The “Wrenaissance” part of my blog and website name comes from the Carolina Wrens that lived in our garage and yard in Virginia.
Wrens are wonderful birds – cute, inquisitive, and right at home in our yards, nest boxes, and garages. We had Carolina Wrens nesting in our Virginia garage two years, and they quickly taught me that they could find more ways in to it than I could ever cover up or seal off. So I conceded the battle and enjoyed their company, and my husband learned to close the sunroof on his car. For those two years I saw the babies fledge and practice flying around the garage. I found that they left all too soon, and when they did, the garage was oh-so-empty … Although they have found other nesting sites in subsequent years, it’s still a joy to come across the young families out learning to fly, with mom and pop wren keeping carefully watch over their offspring.

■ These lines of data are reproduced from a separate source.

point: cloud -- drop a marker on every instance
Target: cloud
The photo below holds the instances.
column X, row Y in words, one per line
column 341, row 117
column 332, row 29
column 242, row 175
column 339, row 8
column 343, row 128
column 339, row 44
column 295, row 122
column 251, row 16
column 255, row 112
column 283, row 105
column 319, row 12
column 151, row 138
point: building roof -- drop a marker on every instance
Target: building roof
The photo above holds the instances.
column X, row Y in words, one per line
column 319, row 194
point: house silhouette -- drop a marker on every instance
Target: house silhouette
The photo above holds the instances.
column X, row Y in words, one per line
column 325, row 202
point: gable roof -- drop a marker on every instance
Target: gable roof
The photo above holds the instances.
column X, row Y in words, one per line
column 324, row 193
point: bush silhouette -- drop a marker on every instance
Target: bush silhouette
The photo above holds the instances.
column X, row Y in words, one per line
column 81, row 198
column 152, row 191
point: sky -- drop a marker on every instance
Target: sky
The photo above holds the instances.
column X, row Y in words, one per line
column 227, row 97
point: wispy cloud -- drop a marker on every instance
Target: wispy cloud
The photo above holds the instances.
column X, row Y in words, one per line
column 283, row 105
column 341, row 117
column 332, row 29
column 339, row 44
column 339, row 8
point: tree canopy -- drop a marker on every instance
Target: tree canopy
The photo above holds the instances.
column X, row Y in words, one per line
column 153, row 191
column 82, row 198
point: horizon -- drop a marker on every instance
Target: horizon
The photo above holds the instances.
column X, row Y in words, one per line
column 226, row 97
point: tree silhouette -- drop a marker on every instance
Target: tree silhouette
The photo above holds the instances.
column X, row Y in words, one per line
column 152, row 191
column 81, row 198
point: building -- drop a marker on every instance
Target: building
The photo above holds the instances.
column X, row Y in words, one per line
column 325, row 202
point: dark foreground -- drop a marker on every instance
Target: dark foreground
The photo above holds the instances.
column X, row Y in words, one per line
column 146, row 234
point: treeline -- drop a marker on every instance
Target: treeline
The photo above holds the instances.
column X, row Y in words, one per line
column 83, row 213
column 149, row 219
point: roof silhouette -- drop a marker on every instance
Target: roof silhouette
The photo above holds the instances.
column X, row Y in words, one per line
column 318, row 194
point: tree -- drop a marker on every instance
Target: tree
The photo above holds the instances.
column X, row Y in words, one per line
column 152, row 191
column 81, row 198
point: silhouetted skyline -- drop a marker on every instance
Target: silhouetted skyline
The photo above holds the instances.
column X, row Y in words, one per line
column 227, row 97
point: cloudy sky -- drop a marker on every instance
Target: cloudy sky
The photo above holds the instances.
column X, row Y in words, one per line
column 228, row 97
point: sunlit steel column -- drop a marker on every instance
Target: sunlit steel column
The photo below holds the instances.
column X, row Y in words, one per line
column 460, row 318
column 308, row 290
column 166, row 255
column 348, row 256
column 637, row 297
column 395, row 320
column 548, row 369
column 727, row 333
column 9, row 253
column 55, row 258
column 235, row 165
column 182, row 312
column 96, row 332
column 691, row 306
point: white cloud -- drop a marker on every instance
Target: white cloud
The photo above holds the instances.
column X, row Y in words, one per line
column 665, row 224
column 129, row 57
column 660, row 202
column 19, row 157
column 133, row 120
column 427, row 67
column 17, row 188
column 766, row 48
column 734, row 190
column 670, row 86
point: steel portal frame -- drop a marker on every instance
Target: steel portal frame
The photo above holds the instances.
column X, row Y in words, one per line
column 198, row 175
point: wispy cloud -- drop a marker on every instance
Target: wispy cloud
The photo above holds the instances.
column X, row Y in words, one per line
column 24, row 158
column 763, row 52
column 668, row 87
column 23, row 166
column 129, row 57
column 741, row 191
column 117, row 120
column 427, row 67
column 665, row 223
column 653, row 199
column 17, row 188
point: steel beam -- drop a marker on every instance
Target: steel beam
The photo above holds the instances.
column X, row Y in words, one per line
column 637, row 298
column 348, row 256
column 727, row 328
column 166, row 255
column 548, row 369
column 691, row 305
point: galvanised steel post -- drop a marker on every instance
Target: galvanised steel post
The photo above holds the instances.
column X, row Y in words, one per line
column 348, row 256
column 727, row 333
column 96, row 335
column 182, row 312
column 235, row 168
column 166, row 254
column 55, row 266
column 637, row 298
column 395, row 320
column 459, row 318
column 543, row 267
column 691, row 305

- Description: A small bird, under 5″ in length. Overall brown color, with buffy golden underparts and a distinctive white eyestripe.
- Range: Southeastern United States. Range expands northward in warmer winters, with sightings as far north as Michigan and New York, but colder winters take a toll on this non-migratory species.
- Eats: Primarily insects, but will come to feeders for beef suet, sunflower seeds and peanuts (shelled or whole). It is amusing to see one fly off with a whole peanut which sometimes appears to be as big as the bird himself.
- Breeding habits: Monogamous, mating for life. Nests in just about anything – buildings, boxes, shrubs, low trees, and planters, to name a few.